Supporters of the referendum overwhelmingly approved on Election Day fully expected a legal showdown over caps on individual contributions to so-called super PACs. They hoped the referendum would trigger a case and ultimately prompt the U.S. Supreme Court to clarify the matter of donor limits after the court opened the floodgates to independent spending in its 2010 Citizens United decision.
The lawsuit brought by Dinner Table Action and For Our Future, and supported by the Institute for Free Speech, contends the state law limiting individual super PAC donations to $5,000 and requiring disclosure of donor names runs afoul of that Citizens United legal precedent.
“All Americans, not just those running for office, have a fundamental First Amendment right to talk about political campaigns,” lawyers wrote in the lawsuit in federal court. “Their ‘independent expenditures,’ payments that fund political expression by those who are not running for office but nonetheless have something to say about a campaign, are a vital feature of our democracy.”
Cara McCormick, leader of the Maine Citizens to End Super PACs, which pressed for the referendum, said the lawsuit attempts to undermine the will of the people after an overwhelming majority — 74% of voters — approved the referendum last month.
“Super PACs are killing the country and in Maine we decided to do something about it. We want to restore public trust in the political process,” she said. “We want to say that in Maine we are not resigned to the tide of big money. We are the tide.”
But Alex Titcomb, executive director of Dinner Table Action, argued Friday that the government “cannot restrict independent political speech simply because some voters wish to limit the voices of their fellow citizens.”
Named in the lawsuit are Maine’s attorney general and the state’s campaign spending watchdog, the Maine Commission on Governmental Ethics and Election Practices. The ethics commission is reviewing the complaint, said Jonathan Wayne, executive director.

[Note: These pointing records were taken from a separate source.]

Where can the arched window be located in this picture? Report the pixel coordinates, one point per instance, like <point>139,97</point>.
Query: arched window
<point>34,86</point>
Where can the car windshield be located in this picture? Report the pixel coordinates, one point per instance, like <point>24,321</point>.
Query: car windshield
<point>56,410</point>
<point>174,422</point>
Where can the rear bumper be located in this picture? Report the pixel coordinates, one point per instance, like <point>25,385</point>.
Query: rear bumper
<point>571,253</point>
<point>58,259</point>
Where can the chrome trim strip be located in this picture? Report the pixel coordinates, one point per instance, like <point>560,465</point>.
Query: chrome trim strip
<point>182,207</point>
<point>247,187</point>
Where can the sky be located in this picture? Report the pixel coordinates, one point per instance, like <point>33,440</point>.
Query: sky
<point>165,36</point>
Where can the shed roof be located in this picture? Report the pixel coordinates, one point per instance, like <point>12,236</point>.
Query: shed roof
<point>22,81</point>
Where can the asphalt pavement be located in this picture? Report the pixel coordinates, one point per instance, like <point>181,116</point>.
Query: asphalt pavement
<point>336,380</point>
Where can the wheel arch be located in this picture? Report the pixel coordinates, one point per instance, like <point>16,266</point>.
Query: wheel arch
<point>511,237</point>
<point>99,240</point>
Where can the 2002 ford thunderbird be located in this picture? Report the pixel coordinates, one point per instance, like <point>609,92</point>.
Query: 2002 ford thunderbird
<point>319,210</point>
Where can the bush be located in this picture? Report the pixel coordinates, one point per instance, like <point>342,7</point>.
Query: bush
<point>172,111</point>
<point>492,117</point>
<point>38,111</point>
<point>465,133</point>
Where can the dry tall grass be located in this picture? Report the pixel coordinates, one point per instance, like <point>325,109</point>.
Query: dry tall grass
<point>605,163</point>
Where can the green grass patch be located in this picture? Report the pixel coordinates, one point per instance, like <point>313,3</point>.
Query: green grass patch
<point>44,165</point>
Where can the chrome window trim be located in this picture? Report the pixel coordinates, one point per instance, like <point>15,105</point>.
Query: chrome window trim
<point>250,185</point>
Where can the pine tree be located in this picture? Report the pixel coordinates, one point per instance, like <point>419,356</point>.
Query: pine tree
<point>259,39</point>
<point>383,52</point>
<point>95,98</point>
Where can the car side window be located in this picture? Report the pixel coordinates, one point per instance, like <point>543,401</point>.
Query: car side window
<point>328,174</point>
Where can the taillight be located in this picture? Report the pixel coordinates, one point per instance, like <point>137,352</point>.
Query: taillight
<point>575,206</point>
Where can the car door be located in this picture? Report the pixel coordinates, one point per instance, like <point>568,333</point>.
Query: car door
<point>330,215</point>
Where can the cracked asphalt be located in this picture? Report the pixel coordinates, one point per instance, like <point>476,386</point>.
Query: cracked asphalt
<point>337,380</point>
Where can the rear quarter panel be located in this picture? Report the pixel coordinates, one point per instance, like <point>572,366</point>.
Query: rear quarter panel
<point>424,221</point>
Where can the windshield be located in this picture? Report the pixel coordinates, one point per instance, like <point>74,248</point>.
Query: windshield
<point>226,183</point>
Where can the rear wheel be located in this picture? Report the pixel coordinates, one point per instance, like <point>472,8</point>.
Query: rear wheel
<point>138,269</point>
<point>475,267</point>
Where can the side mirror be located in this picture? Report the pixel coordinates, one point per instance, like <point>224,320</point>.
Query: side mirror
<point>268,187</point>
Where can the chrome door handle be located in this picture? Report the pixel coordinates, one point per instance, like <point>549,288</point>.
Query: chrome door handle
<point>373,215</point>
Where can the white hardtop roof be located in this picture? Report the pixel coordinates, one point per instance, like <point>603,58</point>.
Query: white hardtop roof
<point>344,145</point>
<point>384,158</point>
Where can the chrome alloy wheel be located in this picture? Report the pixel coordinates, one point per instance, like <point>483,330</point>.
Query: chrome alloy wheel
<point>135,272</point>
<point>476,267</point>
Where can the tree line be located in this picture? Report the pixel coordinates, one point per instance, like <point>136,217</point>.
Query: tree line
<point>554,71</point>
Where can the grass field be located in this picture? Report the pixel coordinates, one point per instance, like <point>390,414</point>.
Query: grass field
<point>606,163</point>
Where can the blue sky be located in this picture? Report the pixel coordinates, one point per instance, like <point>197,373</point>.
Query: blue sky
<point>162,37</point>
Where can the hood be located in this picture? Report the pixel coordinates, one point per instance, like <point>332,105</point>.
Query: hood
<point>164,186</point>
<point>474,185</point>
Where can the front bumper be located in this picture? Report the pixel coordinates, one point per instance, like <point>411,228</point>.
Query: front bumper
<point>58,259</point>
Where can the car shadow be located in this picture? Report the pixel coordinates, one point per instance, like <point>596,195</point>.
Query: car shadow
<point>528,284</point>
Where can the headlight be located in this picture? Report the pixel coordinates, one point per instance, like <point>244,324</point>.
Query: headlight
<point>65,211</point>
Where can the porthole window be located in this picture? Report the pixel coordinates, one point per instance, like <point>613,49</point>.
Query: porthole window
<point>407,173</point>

The Maine referendum didn’t attempt to limit spending on behalf of candidates. Instead, it focused on limits on individual donations to super PACS, an area the Supreme Court has not ruled on, observers say.
Harvard Law School professor Lawrence Lessig, a longtime advocate for campaign finance reform, contends the U.S. Supreme Court has not ruled on the issue of individual contributions to PACs, and long-established case law supports the notion that states can limit individual contributions to PACs despite a decision to the contrary by the Court of Appeals for the District of Columbia.
Lessig, whose Equal Citizens nonprofit backed the Maine referendum, previously said the cap on donations imposed by the referendum “is not asking the Supreme Court to change its jurisprudence, not asking them to overturn Citizens United.”